Diet and nutrition are important for sustaining the health and vigour of men as they age, especially after 50. As per Evan Bass Men’s Clinic men over 50 must combine regular exercise and appropriate sleep with a well-balanced diet in order to stay fit and healthy. They need to take care of their protein intake, caloric needs, supplements, alcohol moderation, and more. 

Evan Bass Men’s Clinic highlights nutrients men in their 50s need for improved health and vitality

As one does age, their nutritional requirements change. Certain nutrients also become increasingly vital for preserving health and vigor. Here are a few important nutrients that are important for the health and well-being of men over 50: 

  • Calcium and Vitamin D are important for bone health and preventing osteoporosis. These issues become more common as people age. One can get Vitamin D through fortified plant-based milks, leafy greens, dairy products, as well as sunlight exposure. 
  • Omega-3 Fatty Acids are known for their anti-inflammatory qualities, which have a positive impact on joint health, cognitive function and heart health. Sources of Omega-3 Fatty Acids include fatty fish like salmon, sardines, and trout, as well as walnuts, chia seeds, flaxseeds and omega-3 supplements.
  • Antioxidants (Vitamins C and E, Selenium) play a vital role in battling oxidative stress and inflammation which tend to be linked to aging and chronic diseases. Key sources of antioxidants include whole grains, green leafy vegetables, nuts and seeds, lean meats, as well as citrus fruits and berries. 
  • Fibre is important for weight maintenance, blood sugar regulation and intestinal health. Key sources of fibre include legumes, nuts, fruits, whole grains and vegetables. 
  • B Vitamins (B12, B6, Folate) are extremely important for nerve health, cognitive function and energy metabolism. Their sources include dairy products, fortified cereals, leafy greens, lean meats, fish, poultry, eggs, legumes, and nuts.
  • Protein is critical for maintaining strength and muscular mass. It is also vital for boosting immunological function. Lean meats, poultry, fish, eggs, dairy products, legumes, nuts, and seeds are among the major sources of protein. 
  • Magnesium helps in promoting muscle and nerve function, blood sugar management and bone health. Its sources include dairy products, seeds, legumes, leafy greens, nuts and whole grains. 
  • Potassium helps in controlling blood pressure, fluid balance, and muscular contractions. Fruits like bananas and oranges, vegetables like potatoes, spinach, and tomatoes, as well as fish and dairy products are among its major sources. 
  • Zinc plays a vital role in supporting immunological function, and its major sources are meat, shellfish, dairy products, whole grains, legumes, and nuts.

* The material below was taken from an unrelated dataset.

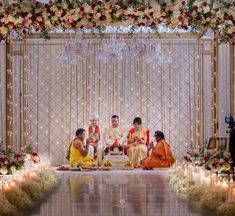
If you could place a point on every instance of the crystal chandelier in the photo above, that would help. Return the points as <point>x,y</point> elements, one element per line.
<point>145,50</point>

As per Evan Bass Men’s Clinic, maintaining consistent energy and vitality through a well-balanced diet becomes increasingly important for a man with age. As a man grows older, his body may require more deliberate nutritional support to function optimally and remain active throughout the day. To sustain energy and promote overall well-being, men should try to adopt a comprehensive dietary approach. This includes eating at regular intervals, integrating complex carbohydrates that provide sustained fuel and prioritizing lean sources of protein to support muscle health, and incorporating healthy fats that are essential for cellular function.